Still, the overall impact of U.S. trade duties has been “limited,” according to Atradius, which pointed to the exemptions Big Pharma companies have won through White House drug pricing deals as well as country- and region-specific agreements capping U.S. import tariff rates. Furthermore, generic drugs have largely been excluded from President Donald Trump’s trade negotiations, sparing the medicines that make up the bulk of the American public’s prescriptions from supply and price disruptions.

The industry isn’t out of the woods yet, with the report cautioning that “the downside risk of another tariff flare-up remains.”

Earlier this week, following an intensification of Trump’s rhetoric around a potential U.S. acquisition of Greenland, concerns were raised that the threat of new 10% taxes on select European countries that showed military support for the autonomous Danish territory might scupper the U.S.-EU trade deal reached last summer. Under that accord, which still needs to be ratified by European lawmakers, most European exports, including pharmaceuticals, will have tariffs capped at 15%.

Trump ultimately backed down on the threat after reaching the “framework of a future deal” on his Greenland ambitions during the World Economic Forum in Davos, Switzerland, this week. Still, the uncertainty his comments cast on previously secured agreements lends credence to Atradius’ “tariff flare-up” warning.

Overall, Atradius suggested industrial policy will play an increasingly large role across the pharmaceutical industry in the coming years, buoyed by government efforts around the globe to reduce reliance on imports and incentivize strategic stockpiling and domestic manufacturing.

“Supply networks of pharmaceuticals and medical devices will become more fragmented due to geopolitical tensions,” the firm predicted.
 

Mapping 2025’s production output
 

In the U.S., pharmaceutical manufacturing output is expected to “decelerate” to 0.9% this year—a marked departure from the 5.2% increase charted in 2025, according to Atradius’ report. The outlook forecasts a 2.5% rebound in U.S. pharmaceutical output growth in 2027.

The report again pointed to industry-won tariff exemptions as a relief for drugmakers in the near term, while caveating that “uncertainty remains, as Washington has repeatedly announced its intention to target medicine imports.”

Aside from the most-favored-nation drug pricing deals that have won many large pharma companies exemptions from tariffs, efforts by the FDA to ease the build-out of new production facilities in the U.S. could also bolster the country’s pharmaceutical output, Atradius said.

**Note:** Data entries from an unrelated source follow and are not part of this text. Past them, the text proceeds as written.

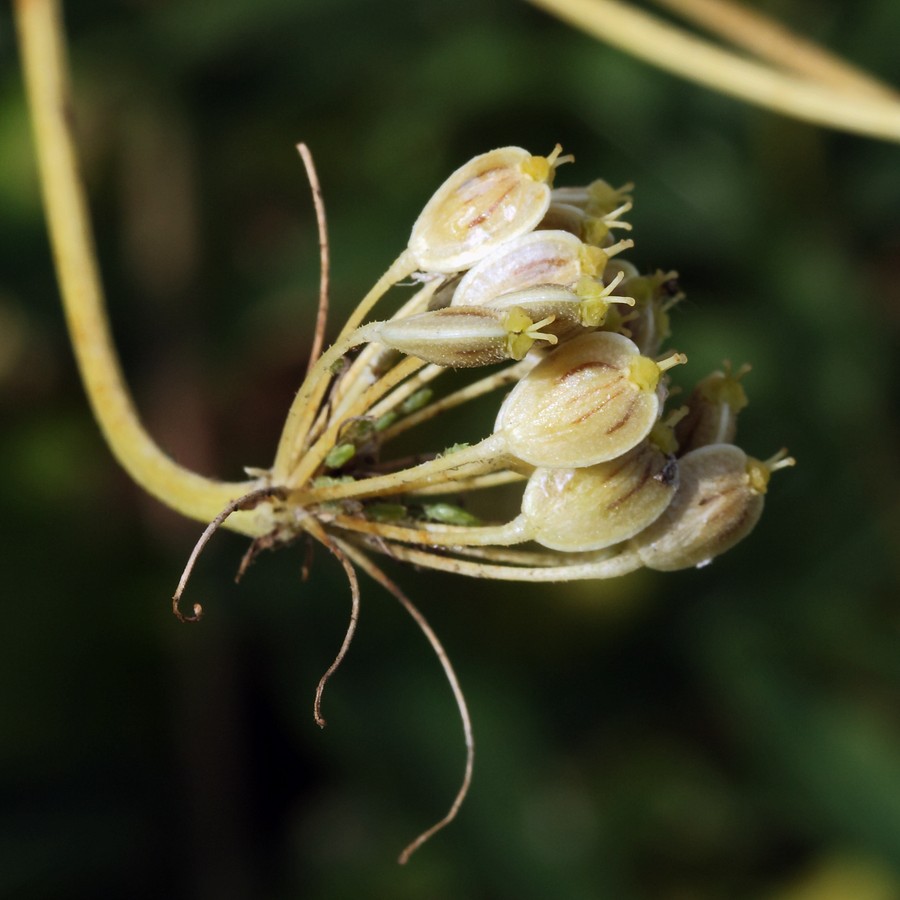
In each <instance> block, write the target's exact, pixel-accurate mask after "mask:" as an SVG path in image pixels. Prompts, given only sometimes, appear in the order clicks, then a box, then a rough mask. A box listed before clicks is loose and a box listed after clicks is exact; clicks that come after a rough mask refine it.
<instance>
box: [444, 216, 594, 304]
mask: <svg viewBox="0 0 900 900" xmlns="http://www.w3.org/2000/svg"><path fill="white" fill-rule="evenodd" d="M606 259H607V256H606V254H605V253H604V252H603V251H602V250H601V249H600V248H599V247H589V246H587V245H586V244H584V243H582V241H580V240H579V239H578V238H577V237H575V235H574V234H570V233H569V232H568V231H532V232H529V233H528V234H523V235H520V236H519V237H517V238H514V239H513V240H511V241H507V242H506V243H505V244H503V245H502V246H501V247H499V248H498V249H497V250H495V251H494V252H493V253H491V254H490V255H489V256H486V257H485V258H484V259H483V260H481V262H479V263H478V264H477V265H475V266H473V267H472V268H471V269H469V271H468V272H466V274H465V275H464V276H463V279H462V281H460V283H459V287H458V288H457V289H456V291H455V293H454V294H453V306H480V305H481V304H483V303H487V302H488V301H490V300H492V299H493V298H494V297H497V296H499V295H500V294H506V293H509V292H510V291H520V290H524V289H525V288H529V287H534V286H535V285H539V284H560V285H572V284H575V282H577V281H578V279H579V278H581V277H582V275H589V276H594V275H600V274H602V272H603V267H604V266H605V265H606Z"/></svg>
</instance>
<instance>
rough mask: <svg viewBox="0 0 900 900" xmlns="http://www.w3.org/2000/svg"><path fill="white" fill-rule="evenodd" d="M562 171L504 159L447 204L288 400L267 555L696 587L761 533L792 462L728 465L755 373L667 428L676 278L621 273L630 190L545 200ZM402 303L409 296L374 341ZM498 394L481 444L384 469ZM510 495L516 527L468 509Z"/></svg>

At the same time, “high production costs could still make it more cost-effective for pharmaceuticals to be manufactured elsewhere,” the report reads.

Perhaps most striking in Atradius’ report was the 21.6% growth in pharmaceutical output that the U.K. and the EU charted in 2025, again attributed to “front-loading triggered by massive U.S. tariff threats.” In Ireland—a country with a wealth of large pharma manufacturing outposts—production output surged a whopping 41.3% in 2025, according to Atradius. The country is predicted to experience a sharp turn in the other direction this year, with Atradius forecasting a 6.4% output decline.

This year, the U.K. and the EU’s combined output is tipped to “contract temporarily” by 3.7%, by Atradius’ reckoning.

While the EU has presently secured a 15% tariff rate cap, the U.K. has dodged U.S. import duties altogether in part by agreeing to raise the net prices its National Health Service pays for innovative medicines by 25%.

While those agreements blunt the impact of tariffs in Europe, Atradius acknowledged that shifting manufacturing to the U.S.—a key part of Trump’s trade agenda—is both expensive and complex, posing challenges for smaller companies with fewer resources.

Unlike Europe and the U.S., China’s pharmaceutical output is expected to continue growing in 2026. Atradius estimates that the country’s drug production will increase 6.6% this year versus 3.6% growth in 2025. 

China’s exposure to U.S. tariffs is “limited,” and, while the country accounts for some 40% of the world’s active pharmaceutical ingredient output, those drug building blocks aren’t targeted by U.S. tariffs, Atradius noted.